Your retirement may not be as comfortable as you expected if you approach saving for retirement in a haphazard manner. For example, are you simply saving money here and there and hoping for the best? That may not yield great results. It's much more effective to spend some time thinking about how much money you'll actually need in retirement and how you'll amass such a sum. Here are three answers to the "How much should I save?" question.
Still have a mortgage? You'll need more money
Jason Hall: According to the U.S. Census Bureau, the number of homeowners over 65 still paying a mortgage has continued to increase. In 2010, approximately 19 million households with people 65 and older owned a home. Of this total, nearly 6 million, or about 32%, were still paying off a mortgage. By 2014, the most current data available, the percentage of 65-plus homeowners with mortgages was up to 35%. For context, consider that according to a Harvard University study, in 1992, less than 20% of homeowners over 65 had mortgage debt.
Considering that one of the biggest benefits of homeownership is reducing your housing costs later in life, carrying a mortgage into retirement will mean you'll need more money than you would have otherwise, for mortgage payments. Also, having a mortgage balance further limits your ability to use the equity in your home as a source of income.
If you have substantial cash savings or the ability to ramp up how much you're paying on your mortgage, it may be a good idea to pay down your mortgage before you retire. This will lower your monthly living expenses in retirement while also giving you more home equity to tap if you need it later. And both of those things mean you'll need less money to retire than you would have otherwise.
4%: good rule of thumb
Brian Feroldi: I'm a big fan of keeping things simple, so my advice to future retirees is to follow the "4% retirement rule" that was popularized by William Bengen in the 1990s.
This rule says that a retiree can safely withdraw 4% of their portfolio's value in the first year of retirement and then in subsequent years adjust that initial amount based on inflation. Bergen's research showed that following this formula allowed for at least 30 years of safe withdrawals if the portfolio was composed of 50% stocks and 50% bonds.

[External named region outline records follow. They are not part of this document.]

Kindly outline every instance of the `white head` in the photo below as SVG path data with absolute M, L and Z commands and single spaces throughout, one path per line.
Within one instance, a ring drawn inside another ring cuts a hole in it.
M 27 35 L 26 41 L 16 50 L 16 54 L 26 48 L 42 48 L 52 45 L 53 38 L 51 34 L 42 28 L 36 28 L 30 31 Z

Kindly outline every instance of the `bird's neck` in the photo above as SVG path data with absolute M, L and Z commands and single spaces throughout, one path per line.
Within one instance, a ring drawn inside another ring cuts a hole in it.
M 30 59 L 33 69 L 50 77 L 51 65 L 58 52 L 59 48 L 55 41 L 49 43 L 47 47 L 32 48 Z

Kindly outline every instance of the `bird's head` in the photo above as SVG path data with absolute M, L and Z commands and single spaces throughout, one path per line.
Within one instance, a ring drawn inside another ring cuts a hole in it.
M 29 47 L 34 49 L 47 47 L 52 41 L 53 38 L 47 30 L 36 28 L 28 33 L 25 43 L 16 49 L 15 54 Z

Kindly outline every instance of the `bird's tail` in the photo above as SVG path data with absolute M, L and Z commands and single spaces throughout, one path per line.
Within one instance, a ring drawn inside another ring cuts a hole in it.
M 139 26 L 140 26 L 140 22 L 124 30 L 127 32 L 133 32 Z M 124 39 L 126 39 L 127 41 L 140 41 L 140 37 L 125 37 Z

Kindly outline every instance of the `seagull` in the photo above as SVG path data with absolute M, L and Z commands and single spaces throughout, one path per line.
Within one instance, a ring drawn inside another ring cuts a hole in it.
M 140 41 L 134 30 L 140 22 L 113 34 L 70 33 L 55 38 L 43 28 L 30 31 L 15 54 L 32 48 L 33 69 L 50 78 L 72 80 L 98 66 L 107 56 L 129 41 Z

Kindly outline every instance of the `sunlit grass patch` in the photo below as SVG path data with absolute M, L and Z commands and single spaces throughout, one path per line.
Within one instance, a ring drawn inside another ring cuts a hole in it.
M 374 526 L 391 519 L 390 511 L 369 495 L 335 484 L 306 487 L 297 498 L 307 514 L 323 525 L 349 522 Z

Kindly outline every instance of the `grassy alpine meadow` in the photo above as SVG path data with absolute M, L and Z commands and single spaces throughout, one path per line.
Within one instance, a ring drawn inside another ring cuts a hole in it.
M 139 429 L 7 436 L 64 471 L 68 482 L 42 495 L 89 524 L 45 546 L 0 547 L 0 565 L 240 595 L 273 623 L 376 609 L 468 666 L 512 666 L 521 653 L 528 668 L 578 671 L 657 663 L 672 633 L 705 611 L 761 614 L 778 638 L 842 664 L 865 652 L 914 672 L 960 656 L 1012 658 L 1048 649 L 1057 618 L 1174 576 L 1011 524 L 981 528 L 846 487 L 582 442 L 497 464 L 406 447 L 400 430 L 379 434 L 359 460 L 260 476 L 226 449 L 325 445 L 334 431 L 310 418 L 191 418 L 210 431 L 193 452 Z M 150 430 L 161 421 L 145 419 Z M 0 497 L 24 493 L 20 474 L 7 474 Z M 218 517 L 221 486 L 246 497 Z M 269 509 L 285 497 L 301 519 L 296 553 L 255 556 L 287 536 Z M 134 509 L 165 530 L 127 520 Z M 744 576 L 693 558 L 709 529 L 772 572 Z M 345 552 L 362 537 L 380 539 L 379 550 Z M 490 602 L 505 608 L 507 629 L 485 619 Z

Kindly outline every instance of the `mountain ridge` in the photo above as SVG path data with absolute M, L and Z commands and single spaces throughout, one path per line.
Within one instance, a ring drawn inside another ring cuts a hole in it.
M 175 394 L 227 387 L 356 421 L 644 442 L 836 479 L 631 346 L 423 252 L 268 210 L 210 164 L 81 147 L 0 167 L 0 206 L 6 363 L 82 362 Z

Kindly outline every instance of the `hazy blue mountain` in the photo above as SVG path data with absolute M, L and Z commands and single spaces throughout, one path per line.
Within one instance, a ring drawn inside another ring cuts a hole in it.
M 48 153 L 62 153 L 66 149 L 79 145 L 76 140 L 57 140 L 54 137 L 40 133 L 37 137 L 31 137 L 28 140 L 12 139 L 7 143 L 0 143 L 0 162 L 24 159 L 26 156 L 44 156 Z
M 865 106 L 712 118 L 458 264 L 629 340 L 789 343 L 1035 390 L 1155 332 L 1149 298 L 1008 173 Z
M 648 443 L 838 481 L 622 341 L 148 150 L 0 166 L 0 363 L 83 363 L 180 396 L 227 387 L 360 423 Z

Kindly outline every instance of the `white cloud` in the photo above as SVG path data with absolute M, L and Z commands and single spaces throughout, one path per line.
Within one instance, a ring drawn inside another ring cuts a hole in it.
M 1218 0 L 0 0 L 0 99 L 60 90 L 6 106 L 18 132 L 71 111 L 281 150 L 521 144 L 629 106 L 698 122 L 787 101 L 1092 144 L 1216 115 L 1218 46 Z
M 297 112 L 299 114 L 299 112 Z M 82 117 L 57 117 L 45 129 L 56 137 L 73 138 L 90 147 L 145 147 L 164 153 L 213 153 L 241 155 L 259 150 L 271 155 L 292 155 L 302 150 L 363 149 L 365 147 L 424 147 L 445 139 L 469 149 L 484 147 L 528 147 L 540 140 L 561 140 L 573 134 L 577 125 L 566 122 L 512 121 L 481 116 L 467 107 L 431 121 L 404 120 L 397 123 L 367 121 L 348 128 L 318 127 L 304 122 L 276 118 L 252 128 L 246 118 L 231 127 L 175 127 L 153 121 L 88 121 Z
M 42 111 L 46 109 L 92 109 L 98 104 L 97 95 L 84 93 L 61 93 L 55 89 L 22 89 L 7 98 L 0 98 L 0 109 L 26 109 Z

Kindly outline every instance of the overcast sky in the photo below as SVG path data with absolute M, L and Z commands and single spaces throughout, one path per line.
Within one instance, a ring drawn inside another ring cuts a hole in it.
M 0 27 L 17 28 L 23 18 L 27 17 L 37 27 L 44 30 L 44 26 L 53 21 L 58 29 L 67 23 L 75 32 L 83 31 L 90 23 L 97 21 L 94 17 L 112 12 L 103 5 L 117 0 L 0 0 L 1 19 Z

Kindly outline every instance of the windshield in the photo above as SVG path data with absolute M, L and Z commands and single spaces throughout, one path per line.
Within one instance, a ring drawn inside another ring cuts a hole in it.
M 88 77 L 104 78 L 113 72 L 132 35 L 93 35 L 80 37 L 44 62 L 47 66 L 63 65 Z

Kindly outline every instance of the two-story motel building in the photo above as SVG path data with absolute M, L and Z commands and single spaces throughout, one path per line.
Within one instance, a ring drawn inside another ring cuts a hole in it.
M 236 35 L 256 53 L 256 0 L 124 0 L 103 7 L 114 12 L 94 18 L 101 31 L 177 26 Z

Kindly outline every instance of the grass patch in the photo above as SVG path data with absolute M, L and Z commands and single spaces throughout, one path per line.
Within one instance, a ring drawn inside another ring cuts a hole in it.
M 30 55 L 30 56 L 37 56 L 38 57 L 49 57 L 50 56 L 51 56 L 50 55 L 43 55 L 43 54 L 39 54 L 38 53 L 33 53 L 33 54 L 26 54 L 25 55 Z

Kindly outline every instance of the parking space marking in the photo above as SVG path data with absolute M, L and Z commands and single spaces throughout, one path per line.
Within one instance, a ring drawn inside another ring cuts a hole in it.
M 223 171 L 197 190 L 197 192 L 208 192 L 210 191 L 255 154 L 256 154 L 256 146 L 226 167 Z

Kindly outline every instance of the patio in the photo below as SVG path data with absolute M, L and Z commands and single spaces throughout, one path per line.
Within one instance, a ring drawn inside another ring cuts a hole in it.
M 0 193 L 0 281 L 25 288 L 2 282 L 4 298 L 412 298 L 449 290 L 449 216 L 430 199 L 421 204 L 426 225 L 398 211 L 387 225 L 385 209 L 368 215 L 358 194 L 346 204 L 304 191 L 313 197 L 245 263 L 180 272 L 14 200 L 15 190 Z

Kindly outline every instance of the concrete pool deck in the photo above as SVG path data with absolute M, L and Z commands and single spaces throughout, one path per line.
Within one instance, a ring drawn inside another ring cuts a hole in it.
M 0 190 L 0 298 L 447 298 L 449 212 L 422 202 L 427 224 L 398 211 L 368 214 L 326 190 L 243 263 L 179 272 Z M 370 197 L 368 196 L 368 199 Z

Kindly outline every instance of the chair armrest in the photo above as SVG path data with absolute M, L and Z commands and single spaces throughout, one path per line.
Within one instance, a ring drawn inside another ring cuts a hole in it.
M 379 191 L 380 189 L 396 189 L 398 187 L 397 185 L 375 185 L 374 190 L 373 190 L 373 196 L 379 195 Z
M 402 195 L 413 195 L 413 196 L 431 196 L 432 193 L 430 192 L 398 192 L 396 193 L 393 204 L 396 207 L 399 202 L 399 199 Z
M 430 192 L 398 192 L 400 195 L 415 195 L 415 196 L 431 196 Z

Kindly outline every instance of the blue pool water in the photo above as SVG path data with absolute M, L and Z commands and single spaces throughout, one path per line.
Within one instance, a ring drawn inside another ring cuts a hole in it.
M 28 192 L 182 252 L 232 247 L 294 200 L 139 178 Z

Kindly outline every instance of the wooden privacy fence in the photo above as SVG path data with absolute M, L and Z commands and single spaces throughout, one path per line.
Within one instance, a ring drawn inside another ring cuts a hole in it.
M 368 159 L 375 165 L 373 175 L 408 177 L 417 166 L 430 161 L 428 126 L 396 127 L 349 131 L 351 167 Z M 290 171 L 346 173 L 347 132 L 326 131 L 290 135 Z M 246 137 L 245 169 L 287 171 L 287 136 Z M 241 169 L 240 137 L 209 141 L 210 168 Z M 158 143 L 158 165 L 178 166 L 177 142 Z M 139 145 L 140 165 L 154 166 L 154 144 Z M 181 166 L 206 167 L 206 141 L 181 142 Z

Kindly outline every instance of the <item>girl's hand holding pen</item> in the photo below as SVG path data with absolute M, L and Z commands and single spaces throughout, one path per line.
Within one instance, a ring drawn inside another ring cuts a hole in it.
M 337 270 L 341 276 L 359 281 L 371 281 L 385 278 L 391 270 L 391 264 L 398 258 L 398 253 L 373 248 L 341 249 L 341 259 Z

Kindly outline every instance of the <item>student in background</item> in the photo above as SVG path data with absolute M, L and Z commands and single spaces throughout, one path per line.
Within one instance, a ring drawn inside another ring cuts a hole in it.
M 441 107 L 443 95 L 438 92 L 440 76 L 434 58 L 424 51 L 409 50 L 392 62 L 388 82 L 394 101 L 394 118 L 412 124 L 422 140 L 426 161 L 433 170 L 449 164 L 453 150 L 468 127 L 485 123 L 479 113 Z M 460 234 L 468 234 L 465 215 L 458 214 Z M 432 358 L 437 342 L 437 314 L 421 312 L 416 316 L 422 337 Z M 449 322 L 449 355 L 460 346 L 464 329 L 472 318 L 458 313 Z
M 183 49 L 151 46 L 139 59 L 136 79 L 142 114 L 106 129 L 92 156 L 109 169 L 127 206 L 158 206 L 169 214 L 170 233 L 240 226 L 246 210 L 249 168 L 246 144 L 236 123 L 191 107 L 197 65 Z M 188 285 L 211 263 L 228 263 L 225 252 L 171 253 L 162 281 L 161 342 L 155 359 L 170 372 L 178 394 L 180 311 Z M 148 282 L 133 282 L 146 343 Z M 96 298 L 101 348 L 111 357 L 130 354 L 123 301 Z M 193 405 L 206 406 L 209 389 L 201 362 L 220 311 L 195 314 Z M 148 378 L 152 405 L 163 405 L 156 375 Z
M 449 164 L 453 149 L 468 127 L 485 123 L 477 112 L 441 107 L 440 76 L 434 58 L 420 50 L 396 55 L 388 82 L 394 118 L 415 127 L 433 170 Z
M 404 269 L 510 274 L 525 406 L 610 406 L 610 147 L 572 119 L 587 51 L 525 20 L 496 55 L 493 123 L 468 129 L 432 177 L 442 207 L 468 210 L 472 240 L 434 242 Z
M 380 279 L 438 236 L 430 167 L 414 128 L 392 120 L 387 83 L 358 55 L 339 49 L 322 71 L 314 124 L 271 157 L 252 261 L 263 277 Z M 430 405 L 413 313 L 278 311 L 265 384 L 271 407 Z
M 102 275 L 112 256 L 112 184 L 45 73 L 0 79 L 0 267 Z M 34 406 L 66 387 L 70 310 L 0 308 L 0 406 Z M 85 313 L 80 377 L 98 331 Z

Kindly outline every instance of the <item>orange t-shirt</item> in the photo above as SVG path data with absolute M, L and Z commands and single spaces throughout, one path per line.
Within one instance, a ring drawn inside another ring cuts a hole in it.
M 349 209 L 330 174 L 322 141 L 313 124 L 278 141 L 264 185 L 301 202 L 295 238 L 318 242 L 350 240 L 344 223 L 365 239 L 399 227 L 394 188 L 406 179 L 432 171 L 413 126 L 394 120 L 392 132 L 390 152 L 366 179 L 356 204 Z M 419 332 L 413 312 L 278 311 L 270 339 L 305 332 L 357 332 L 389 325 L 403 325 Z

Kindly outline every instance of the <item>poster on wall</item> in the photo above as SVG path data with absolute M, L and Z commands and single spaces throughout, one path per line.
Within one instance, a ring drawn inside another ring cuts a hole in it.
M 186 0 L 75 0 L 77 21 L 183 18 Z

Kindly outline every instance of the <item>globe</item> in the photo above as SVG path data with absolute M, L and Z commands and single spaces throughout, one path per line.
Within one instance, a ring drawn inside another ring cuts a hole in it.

In practical terms, this rule suggests that as long as you save at least 25 times your annual retirement spending amount, then you should be in good shape. Thus, if you project that your annual retirement spending will be $50,000, your goal should be to save up $1.25 million before you retire.
There are some shortcomings to using this rule, though. After all, the formula was calculated using historical data, and there's no guarantee that future returns will resemble the past. That's especially true today, given the ridiculously low yield on bonds and frothy stock market valuations.
Despite all of that, I still think that using the 4% rule is a great starting point.
More than you thought
Selena Maranjian: Instead of offering a specific number as to how much money you'll need for retirement, I offer this: You'll probably need more than you think you will. That's because many people underestimate how much money they'll be expected to cough up in retirement. Let us count the ways that happens.
For starters, there's the big-ticket item of healthcare. The folks at Fidelity Investments annually estimate how much a 65-year-old couple will spend out of pocket in retirement on healthcare, and they recently released their latest number: $260,000. Remember, that's just an average. You and your spouse may spend less -- but you may end up spending more, too.
Meanwhile, while you might cheerfully visualize your children helping support you in retirement, the opposite is what often comes to pass. According to a 2015 HSBC survey, about 60% of retirees are providing financial support to at least one other person. Sure, grown kids are supposed to be financially independent, but that's gotten harder and harder in recent years, partly due to student loan debt.
Then there's inflation, which is often overlooked when planning for retirement. Imagine, for example, that you're aiming to amass $750,000 by the time you retire in 25 years, figuring that that sum will be enough to support you. Well, if inflation averages about 3%, its approximate historical average, then that $750,000 will end up having the purchasing power of just $358,000 in today's dollars. Yikes! Be sure to factor inflation into your planning. (Fortunately, Social Security benefits are adjusted for inflation.)